Vous apprécierez, Messieurs, ces circonstances particulières à mon client.

Si vous n'y trouvez pas cette garantie légale qui pourrait mettre à l'abri de toute poursuite l'éditeur d'un journal qui n'existe plus, du moins vous en tirerez la conséquence que le sieur Bert n'a manifesté aucun empressement à insérer cet article, et qu'il ne s'y est déterminé que d'après la garantie morale qui résultait à ses yeux de ce que cet article était l'ouvrage d'un grand nombre d'honorables députés, et de ce qu'il allait être inséré dans le Constitutionnel, dont l'éditeur devait être

en mesure de signaler les auteurs de l'article, s'il donnait lieu à quelque réclamation.

Quoi qu'il en soit, puisqu'en sa qualité d'éditeur responsable, le sieur Bert a dû figurer dans la prévention à laquelle la publication de cet article a donné lieu, il s'agit de prouver que cette prévention est également mal fondée dans ses deux chefs.

Une considération générale se présente naturellement à l'esprit, lorsqu'il s'agit d'un délit de la presse.

Dans les délits ordinaires, un intervalle immense sépare ce qui est légitime de ce qui est criminel.

Le vol, le faux, l'assassinat et tous les autres crimes caractérisés par la loi pénale, n'ont aucun point de contact avec des actes autorisés ou tolérés par la loi.

Il n'en est pas ainsi de l'espèce particulière de délits qui appelle tant de prévenus devant vous.

D'un côté, la liberté de la presse, proclamée en principe, semble assurer, à l'émission de la pensée, toute l'indépendance qui préside à sa création.

D'un autre côté, cette liberté doit être renfermée, dit-on, dans certaines bornes qu'il est difficile de bien fixer; et l'on peut involontairement se rendre coupable, en croyant n'user que d'un droit garanti par la Charte.

Dans de telles conjonctures, le législateur a dû caractériser, d'une manière précise, les délits de la presse ; ou plutôt il a dû consacrer, en principe, que la publication de la pensée ne pouvait introduire dans notre législation pénale une nouvelle espèce de délit, mais qu'elle était seulement un moyen de commettre des délits déjà caractérisés par la loi générale.

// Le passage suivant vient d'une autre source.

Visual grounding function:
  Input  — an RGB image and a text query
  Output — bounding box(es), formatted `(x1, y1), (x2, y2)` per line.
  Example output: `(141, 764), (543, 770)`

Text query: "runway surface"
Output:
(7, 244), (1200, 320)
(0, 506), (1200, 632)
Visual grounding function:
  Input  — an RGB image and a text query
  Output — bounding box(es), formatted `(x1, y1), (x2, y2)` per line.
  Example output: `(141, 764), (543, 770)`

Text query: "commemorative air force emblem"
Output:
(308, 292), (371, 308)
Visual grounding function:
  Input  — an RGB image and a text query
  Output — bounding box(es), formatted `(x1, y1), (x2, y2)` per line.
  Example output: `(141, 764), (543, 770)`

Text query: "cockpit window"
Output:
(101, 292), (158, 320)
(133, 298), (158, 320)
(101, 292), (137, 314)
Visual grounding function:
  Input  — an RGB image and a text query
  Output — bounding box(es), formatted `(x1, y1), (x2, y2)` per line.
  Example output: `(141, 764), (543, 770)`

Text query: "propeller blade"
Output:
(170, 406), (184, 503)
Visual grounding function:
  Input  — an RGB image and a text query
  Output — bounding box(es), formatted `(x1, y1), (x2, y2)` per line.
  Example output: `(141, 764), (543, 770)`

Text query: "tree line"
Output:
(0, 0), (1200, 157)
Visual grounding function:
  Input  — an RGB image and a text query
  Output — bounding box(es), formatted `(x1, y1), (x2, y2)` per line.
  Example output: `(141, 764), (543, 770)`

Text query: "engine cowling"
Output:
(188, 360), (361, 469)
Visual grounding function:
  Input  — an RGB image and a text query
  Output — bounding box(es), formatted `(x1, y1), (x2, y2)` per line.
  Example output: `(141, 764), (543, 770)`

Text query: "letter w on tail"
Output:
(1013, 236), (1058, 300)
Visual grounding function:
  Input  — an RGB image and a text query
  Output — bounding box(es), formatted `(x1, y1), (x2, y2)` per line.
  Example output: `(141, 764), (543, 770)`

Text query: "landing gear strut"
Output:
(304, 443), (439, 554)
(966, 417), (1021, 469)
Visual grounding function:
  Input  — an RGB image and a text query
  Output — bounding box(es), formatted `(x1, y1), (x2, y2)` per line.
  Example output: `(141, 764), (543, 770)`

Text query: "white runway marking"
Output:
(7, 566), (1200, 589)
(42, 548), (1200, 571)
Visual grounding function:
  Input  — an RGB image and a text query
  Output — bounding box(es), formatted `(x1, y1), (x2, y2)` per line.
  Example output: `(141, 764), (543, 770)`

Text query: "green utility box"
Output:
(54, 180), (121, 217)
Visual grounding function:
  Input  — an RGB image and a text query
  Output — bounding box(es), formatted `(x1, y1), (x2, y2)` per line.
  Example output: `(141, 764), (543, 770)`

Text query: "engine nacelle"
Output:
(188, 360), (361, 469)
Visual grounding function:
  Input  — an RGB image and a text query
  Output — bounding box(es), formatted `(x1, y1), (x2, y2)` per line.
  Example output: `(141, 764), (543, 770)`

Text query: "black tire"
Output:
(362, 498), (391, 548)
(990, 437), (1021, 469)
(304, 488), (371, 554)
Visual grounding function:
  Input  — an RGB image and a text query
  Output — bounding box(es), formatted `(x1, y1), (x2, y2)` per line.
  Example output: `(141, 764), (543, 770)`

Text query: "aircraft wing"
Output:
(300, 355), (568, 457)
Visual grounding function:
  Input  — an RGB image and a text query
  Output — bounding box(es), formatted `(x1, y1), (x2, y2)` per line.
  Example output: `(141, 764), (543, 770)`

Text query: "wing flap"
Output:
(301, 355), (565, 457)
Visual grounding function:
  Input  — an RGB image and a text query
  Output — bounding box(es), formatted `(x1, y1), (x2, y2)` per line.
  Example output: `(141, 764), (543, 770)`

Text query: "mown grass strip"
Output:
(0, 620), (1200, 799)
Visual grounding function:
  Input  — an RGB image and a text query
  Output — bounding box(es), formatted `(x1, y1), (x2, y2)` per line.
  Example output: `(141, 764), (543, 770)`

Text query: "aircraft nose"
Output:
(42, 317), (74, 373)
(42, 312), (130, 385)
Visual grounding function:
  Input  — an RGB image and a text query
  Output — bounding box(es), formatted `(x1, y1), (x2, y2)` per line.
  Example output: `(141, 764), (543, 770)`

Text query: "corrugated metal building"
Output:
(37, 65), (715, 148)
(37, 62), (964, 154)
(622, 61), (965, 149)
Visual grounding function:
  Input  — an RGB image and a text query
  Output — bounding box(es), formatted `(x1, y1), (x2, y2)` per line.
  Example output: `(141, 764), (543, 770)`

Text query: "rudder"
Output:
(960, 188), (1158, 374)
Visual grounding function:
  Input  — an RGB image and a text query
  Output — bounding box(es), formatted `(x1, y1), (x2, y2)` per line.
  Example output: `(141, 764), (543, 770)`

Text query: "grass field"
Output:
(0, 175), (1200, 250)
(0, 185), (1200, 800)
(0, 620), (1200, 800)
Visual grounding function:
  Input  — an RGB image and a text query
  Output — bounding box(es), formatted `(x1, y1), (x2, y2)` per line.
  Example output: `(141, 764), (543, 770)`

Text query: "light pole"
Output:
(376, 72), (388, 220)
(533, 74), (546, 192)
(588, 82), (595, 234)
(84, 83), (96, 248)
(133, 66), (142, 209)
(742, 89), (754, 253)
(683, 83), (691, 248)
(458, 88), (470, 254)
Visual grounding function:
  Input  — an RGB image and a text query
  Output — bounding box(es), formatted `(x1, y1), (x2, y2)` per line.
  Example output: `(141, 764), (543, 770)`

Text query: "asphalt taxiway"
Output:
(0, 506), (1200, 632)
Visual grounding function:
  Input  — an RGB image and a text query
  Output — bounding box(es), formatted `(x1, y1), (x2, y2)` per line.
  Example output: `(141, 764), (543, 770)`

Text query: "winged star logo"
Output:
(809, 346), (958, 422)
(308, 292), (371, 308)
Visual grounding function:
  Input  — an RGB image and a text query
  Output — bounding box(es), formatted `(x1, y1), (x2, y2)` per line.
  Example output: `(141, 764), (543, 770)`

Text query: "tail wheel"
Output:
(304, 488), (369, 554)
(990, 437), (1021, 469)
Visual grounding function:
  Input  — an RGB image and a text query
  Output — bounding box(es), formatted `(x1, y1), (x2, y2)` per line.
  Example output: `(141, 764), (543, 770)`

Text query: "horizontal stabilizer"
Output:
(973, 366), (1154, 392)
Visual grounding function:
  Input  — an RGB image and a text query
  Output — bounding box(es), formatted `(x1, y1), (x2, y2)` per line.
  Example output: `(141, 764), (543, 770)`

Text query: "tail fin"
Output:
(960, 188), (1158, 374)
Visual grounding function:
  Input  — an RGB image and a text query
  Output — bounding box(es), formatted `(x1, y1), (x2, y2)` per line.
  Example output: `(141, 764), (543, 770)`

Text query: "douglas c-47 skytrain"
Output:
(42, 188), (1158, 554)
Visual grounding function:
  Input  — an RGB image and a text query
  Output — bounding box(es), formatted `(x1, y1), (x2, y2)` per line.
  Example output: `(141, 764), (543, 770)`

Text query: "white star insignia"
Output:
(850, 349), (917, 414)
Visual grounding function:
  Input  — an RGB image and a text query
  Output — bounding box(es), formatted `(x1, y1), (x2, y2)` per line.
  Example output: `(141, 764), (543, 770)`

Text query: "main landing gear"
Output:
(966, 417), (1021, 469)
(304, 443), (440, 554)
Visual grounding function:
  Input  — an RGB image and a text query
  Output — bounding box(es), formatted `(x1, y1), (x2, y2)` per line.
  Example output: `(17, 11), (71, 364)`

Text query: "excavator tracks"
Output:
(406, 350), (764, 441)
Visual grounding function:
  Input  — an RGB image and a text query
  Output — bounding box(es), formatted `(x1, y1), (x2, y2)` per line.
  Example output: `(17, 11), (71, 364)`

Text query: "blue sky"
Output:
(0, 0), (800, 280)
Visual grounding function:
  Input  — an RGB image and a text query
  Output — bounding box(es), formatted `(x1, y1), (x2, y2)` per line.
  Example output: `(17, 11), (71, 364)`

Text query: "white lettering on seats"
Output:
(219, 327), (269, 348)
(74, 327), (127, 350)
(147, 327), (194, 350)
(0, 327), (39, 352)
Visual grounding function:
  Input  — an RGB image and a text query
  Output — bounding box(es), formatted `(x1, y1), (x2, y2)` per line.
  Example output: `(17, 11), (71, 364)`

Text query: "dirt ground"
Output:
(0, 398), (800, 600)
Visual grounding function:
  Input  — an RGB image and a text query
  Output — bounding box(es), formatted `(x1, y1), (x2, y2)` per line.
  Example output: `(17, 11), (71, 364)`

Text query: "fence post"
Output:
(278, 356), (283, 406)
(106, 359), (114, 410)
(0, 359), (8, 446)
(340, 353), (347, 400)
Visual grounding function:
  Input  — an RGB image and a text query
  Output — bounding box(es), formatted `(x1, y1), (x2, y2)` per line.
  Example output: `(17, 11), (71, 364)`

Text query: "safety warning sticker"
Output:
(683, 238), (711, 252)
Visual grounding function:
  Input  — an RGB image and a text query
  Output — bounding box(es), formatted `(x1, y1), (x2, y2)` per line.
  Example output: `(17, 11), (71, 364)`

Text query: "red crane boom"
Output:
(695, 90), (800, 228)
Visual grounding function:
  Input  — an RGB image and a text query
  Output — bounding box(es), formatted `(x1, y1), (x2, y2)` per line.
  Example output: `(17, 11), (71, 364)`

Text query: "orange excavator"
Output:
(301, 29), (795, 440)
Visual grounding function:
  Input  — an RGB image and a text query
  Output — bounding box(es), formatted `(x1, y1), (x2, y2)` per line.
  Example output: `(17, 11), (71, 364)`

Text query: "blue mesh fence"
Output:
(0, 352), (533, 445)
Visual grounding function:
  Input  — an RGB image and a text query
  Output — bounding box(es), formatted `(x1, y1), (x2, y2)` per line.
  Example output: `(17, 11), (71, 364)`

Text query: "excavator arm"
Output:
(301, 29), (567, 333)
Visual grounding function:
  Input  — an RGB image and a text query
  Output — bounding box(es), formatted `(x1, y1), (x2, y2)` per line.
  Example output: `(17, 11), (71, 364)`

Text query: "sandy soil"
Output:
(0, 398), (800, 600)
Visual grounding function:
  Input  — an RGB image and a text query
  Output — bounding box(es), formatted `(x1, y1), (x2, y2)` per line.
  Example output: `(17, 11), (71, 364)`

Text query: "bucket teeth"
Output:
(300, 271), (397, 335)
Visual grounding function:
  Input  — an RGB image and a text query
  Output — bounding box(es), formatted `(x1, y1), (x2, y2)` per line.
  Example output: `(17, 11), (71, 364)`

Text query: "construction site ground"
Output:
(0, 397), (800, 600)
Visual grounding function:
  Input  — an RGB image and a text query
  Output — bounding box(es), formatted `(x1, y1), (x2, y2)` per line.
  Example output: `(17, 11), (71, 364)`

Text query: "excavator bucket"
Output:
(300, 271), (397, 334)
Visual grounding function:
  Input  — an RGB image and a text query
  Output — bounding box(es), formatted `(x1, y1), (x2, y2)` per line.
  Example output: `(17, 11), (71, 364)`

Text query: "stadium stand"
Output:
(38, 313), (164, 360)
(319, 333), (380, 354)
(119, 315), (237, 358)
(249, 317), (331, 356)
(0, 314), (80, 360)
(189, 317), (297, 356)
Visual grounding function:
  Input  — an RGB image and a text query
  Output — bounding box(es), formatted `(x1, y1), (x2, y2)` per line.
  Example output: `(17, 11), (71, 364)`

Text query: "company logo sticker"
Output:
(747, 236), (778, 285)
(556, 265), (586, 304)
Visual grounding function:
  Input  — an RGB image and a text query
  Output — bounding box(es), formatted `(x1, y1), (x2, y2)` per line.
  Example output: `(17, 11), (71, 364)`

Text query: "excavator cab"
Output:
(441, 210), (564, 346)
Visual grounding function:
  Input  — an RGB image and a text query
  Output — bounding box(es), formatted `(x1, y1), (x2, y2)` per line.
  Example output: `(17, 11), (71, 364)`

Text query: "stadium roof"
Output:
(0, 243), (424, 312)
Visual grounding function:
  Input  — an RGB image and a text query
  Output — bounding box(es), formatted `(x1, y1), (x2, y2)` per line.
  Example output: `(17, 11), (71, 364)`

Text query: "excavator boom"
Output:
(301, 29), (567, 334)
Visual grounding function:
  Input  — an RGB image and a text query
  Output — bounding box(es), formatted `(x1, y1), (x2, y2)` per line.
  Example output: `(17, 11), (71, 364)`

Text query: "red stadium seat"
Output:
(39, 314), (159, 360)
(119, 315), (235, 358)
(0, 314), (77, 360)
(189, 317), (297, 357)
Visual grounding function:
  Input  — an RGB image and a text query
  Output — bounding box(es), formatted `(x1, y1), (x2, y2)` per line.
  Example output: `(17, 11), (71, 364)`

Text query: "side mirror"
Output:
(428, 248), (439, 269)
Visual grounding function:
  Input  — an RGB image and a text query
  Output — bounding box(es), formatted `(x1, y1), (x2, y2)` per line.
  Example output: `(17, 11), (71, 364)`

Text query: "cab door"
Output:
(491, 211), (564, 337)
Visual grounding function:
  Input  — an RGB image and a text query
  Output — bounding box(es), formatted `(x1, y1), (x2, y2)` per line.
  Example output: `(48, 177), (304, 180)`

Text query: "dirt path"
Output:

Telle a été la pensée dominante des rédacteurs de la loi du 17 mai 1819. Rien n'a été dès-lors livré à l'arbítraire, dans l'appréciation de ces sortes de délits. Ils out eu leurs caractères bien déterminés ; et comme tout est rigoureux, en matière criminelle, on n'a pu chercher des délits ou des crimes dans les faits ou les actes que la loi ne qualifiait pas ainsi.

Ajoutons que toute extension à la disposition pénale, présente ici des conséquences plus fàcheuses, que lorsqu'il s'agit d'une accusation ordinaire.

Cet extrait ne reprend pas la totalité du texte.